Synergies could then be developed with the only major gas project that has made significant progress in Iraq over the years, the Basra Gas Company (BGC) project, orchestrated by British oil and gas giant, Shell, which owns a 44 percent stake in venture. The BGC was designed specifically to enable Iraq to increase its energy independence and to achieve economic diversification by capturing currently flared gas from the fields of Rumaila, West Qurna 1, and Zubair, in the first phase. By 2019/2020, the BGC had reached a peak production rate of 1035 mmscf/d, the highest in Iraq’s history and sufficient gas to generate approximately 3.5 gigawatts of electricity – enough to power three million homes. The BGC is also responsible for currently supplying around 70 percent of Iraq’s liquefied petroleum gas (LPG) and for enhancing Iraq’s export capabilities, which helped the country to become a net exporter of LPG from 2017. Back in June this year, BGC exported its first semi-refrigerated liquefied petroleum gas shipment, from the BGC Umm Qasr jetty. as part of plans to boost the country’s LPG exports.

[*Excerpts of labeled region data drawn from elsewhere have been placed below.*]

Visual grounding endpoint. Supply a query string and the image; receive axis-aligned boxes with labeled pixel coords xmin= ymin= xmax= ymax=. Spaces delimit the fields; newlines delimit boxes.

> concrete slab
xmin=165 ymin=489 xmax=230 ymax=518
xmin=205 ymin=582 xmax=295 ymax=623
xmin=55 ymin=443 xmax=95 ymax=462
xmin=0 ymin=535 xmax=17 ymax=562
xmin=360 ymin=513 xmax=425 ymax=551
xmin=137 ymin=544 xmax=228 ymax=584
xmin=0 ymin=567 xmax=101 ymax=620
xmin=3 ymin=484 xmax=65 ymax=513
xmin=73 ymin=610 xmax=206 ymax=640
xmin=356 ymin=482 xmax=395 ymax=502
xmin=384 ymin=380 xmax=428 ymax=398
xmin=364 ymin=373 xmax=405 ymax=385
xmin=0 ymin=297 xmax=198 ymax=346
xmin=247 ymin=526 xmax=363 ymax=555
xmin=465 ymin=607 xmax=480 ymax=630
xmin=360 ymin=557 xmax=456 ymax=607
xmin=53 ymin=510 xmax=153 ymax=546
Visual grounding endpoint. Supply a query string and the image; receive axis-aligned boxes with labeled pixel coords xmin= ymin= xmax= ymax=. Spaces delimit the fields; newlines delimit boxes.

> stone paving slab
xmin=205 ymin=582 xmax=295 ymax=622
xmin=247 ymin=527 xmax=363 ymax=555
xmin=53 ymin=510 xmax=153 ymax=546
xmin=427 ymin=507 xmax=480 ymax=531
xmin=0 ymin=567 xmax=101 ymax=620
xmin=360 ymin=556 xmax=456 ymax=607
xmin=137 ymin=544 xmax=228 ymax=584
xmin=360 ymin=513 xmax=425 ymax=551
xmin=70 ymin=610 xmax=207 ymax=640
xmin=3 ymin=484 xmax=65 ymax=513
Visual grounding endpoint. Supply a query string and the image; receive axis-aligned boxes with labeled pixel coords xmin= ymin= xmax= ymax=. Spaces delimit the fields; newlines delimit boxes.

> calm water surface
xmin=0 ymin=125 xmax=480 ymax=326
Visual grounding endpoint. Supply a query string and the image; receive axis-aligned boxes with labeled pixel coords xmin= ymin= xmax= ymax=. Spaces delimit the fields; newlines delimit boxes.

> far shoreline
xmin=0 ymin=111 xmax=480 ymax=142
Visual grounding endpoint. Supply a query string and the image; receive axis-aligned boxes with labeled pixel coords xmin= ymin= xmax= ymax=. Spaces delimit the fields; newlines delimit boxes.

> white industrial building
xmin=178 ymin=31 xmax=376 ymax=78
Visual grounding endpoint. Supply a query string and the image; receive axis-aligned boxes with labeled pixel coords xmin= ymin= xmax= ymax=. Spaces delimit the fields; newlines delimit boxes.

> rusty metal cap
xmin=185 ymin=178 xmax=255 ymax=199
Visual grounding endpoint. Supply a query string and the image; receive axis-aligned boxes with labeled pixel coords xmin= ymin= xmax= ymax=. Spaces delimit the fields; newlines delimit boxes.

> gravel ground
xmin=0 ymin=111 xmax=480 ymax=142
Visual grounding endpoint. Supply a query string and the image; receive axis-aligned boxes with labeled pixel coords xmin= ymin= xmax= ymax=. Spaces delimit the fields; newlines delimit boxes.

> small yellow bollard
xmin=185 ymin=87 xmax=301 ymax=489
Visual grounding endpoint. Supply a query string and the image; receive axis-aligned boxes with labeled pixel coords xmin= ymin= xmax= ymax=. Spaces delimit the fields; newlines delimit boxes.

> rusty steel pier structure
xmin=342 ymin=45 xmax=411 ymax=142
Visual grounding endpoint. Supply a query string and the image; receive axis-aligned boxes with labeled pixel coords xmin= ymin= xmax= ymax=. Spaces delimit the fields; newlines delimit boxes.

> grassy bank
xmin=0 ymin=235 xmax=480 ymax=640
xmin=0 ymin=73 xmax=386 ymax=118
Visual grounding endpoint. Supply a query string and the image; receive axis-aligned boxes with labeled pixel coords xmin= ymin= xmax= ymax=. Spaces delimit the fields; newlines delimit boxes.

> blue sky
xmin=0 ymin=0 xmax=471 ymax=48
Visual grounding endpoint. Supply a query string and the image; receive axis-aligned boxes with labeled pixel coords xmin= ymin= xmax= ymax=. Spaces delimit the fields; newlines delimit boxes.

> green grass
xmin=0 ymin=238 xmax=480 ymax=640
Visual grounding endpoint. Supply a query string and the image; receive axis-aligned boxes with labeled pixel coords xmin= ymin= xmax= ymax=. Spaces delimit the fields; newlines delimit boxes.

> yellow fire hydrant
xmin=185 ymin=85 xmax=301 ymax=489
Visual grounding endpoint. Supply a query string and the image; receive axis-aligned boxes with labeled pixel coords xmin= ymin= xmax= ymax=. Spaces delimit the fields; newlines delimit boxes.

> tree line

Shell’s efforts in the BGC were intended to be a foundation stone for the build-out of Iraq’s value-added petrochemicals sector, specifically, to begin with, the Nebras petrochemicals plant project that began in earnest on 2013. The original design plans for Nebras – formulated between Shell and the Iraq Oil Ministry and Ministry of Industry and Minerals – were for a project that could produce at least 1.8 million metric tonnes per year (mtpy) of various petrochemicals. This would make it Iraq’s first major petrochemicals project since the early 1990s and one of only four major petchems complexes across the entire country, with the others being Khor al-Zubair in the south, Musayeb near Baghdad and the Baiji refinery complex in the north. Shell’s titanic efforts to get BGC volumes up to over 1 billion scf/d means that the ethane can be extracted on a sustainable and reliable basis, and that allows for sufficient volume for a major petrochemicals plant to be viable. Ethane needs to be the initial feedstock for Iraq’s first few plants in the same way that it was in the development of Saudi Arabia’s master gas system that captured associated gas, which was then fractionated and supplied as primary feedstock to the flagship Jubail Industrial City.